Y si no se lo creen, fíjense en lo ocurrido con los territorios de la antigua Yugoslavia, o en la gran mayoría de las nuevas repúblicas surgidas de la desintegración de la Unión Soviética. Puede que antes no estuvieran bien, pero hace falta ser muy crédulo para estar convencido de que ahora les va mejor... salvo, claro está, a sus respectivos políticos. Faltaría más.




Segundo estrambote


Lo reconozco: la situación política catalana ha acabado por desbordar mi capacidad de comprensión, de modo que lo que allí ocurre cada vez me parece más surrealismo en estado puro que bien podría haber servido de inspiración para una obra del teatro del absurdo o para una película de los hermanos Marx, en especial Sopa de ganso.

Aunque, bien pensado, sus chuscos protagonistas parecen estar mucho más cerca de los hermanos Dalton que de los geniales Groucho, Chico y Harpo. Porque lo peor de todo es que estos bufones han resultado ser también unos filibusteros de la política, capaces de saltarse a la torera cuanta normativa legal se les ponga por delante, incluyendo la suya propia, y de ignorar olímpicamente no sólo a la mitad larga de los catalanes que no comulga con sus trasnochados delirios, sino probablemente también a muchos de los que han conseguido encandilar con sus artes de trileros. Eso sin contar, claro está, con la palmaria inviabilidad de su demencial proyecto independentista, advertida hasta la saciedad por todo tipo de gobiernos y organismos internacionales aunque basta con tener un poco de sentido común para llegar a idénticas conclusiones.

Pero todo esto les da lo mismo, y en su cerrazón de aprendices de brujo se empeñan en seguir adelante camino del precipicio, sin importarles aparentemente lo más mínimo todo lo que puedan arrastrar consigo ni que puedan dividir -ya lo han hecho- a la sociedad catalana y hundir su economía hasta extremos impredecibles. Porque si bien de consumarse el disparate todos los españoles saldríamos seriamente perjudicados, el daño que sufrirían los catalanes alcanzaría probablemente rango de hecatombe.

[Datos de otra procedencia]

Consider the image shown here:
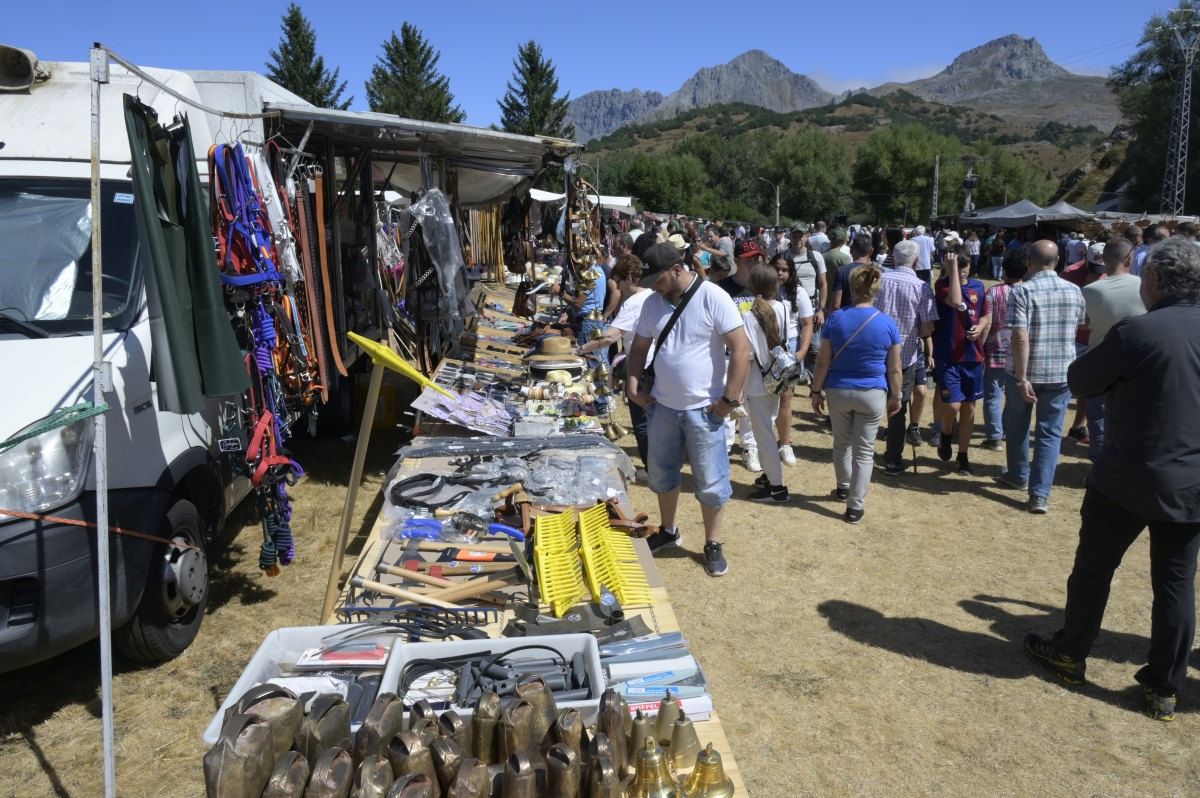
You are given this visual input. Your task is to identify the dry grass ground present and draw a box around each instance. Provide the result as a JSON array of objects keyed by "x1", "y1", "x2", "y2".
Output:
[{"x1": 0, "y1": 389, "x2": 1200, "y2": 798}]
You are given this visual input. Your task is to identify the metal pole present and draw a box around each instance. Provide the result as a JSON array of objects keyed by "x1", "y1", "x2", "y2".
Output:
[
  {"x1": 929, "y1": 155, "x2": 936, "y2": 223},
  {"x1": 91, "y1": 42, "x2": 116, "y2": 798},
  {"x1": 319, "y1": 362, "x2": 386, "y2": 623},
  {"x1": 1159, "y1": 30, "x2": 1200, "y2": 216}
]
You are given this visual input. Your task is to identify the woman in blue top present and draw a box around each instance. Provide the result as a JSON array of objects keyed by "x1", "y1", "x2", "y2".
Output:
[{"x1": 811, "y1": 264, "x2": 900, "y2": 523}]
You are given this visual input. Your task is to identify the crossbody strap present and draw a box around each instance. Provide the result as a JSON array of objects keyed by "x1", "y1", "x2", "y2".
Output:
[
  {"x1": 646, "y1": 275, "x2": 704, "y2": 366},
  {"x1": 829, "y1": 311, "x2": 880, "y2": 368}
]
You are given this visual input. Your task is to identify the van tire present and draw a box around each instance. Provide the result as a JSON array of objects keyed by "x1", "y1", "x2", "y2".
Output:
[{"x1": 113, "y1": 499, "x2": 209, "y2": 662}]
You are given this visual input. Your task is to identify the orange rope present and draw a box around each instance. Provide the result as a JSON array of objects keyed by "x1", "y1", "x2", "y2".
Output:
[{"x1": 0, "y1": 508, "x2": 199, "y2": 548}]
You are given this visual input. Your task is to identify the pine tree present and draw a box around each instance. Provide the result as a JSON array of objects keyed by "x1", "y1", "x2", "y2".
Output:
[
  {"x1": 497, "y1": 40, "x2": 575, "y2": 138},
  {"x1": 266, "y1": 2, "x2": 354, "y2": 110},
  {"x1": 366, "y1": 22, "x2": 466, "y2": 122}
]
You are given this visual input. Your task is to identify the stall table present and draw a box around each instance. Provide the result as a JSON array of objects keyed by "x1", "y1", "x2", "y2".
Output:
[{"x1": 323, "y1": 438, "x2": 748, "y2": 796}]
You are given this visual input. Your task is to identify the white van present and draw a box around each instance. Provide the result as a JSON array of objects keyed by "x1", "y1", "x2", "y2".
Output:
[{"x1": 0, "y1": 47, "x2": 304, "y2": 672}]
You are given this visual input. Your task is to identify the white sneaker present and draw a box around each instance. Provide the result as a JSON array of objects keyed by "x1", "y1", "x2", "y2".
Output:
[{"x1": 779, "y1": 444, "x2": 796, "y2": 466}]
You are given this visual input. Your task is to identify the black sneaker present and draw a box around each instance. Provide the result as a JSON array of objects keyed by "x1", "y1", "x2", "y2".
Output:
[
  {"x1": 937, "y1": 432, "x2": 954, "y2": 462},
  {"x1": 646, "y1": 527, "x2": 679, "y2": 552},
  {"x1": 1025, "y1": 632, "x2": 1087, "y2": 684},
  {"x1": 750, "y1": 485, "x2": 790, "y2": 504},
  {"x1": 1141, "y1": 686, "x2": 1177, "y2": 722},
  {"x1": 704, "y1": 540, "x2": 730, "y2": 576},
  {"x1": 906, "y1": 424, "x2": 925, "y2": 446}
]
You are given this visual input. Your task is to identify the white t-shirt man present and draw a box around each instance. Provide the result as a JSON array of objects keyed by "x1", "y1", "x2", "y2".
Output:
[
  {"x1": 1084, "y1": 275, "x2": 1146, "y2": 349},
  {"x1": 788, "y1": 247, "x2": 824, "y2": 299},
  {"x1": 636, "y1": 275, "x2": 742, "y2": 410},
  {"x1": 912, "y1": 234, "x2": 937, "y2": 271}
]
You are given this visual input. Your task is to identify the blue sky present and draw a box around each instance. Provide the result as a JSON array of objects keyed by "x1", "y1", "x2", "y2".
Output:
[{"x1": 0, "y1": 0, "x2": 1175, "y2": 125}]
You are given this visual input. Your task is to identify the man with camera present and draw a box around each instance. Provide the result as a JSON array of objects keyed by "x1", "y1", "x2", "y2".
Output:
[{"x1": 625, "y1": 244, "x2": 750, "y2": 576}]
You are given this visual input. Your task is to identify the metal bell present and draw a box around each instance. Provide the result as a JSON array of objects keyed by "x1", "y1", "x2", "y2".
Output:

Resulta increíble que a estas alturas, y en la civilizada Europa, puedan acaecer episodios así, más propios de repúblicas bananeras o de centurias pasadas, pero la evidencia está ahí. Y los daños que ya han causado, y los que todavía pueden causar estos individuos, también. Porque como afirma Arturo Pérez Reverte, el peor enemigo del mundo no es la maldad sino la estupidez, y si ésta se une a la política, el resultado puede ser devastador. Eso sin contar, claro está, con toda la podredumbre que estos padres putativos de la patria catalana esconden bajo las alfombras, que no es poca.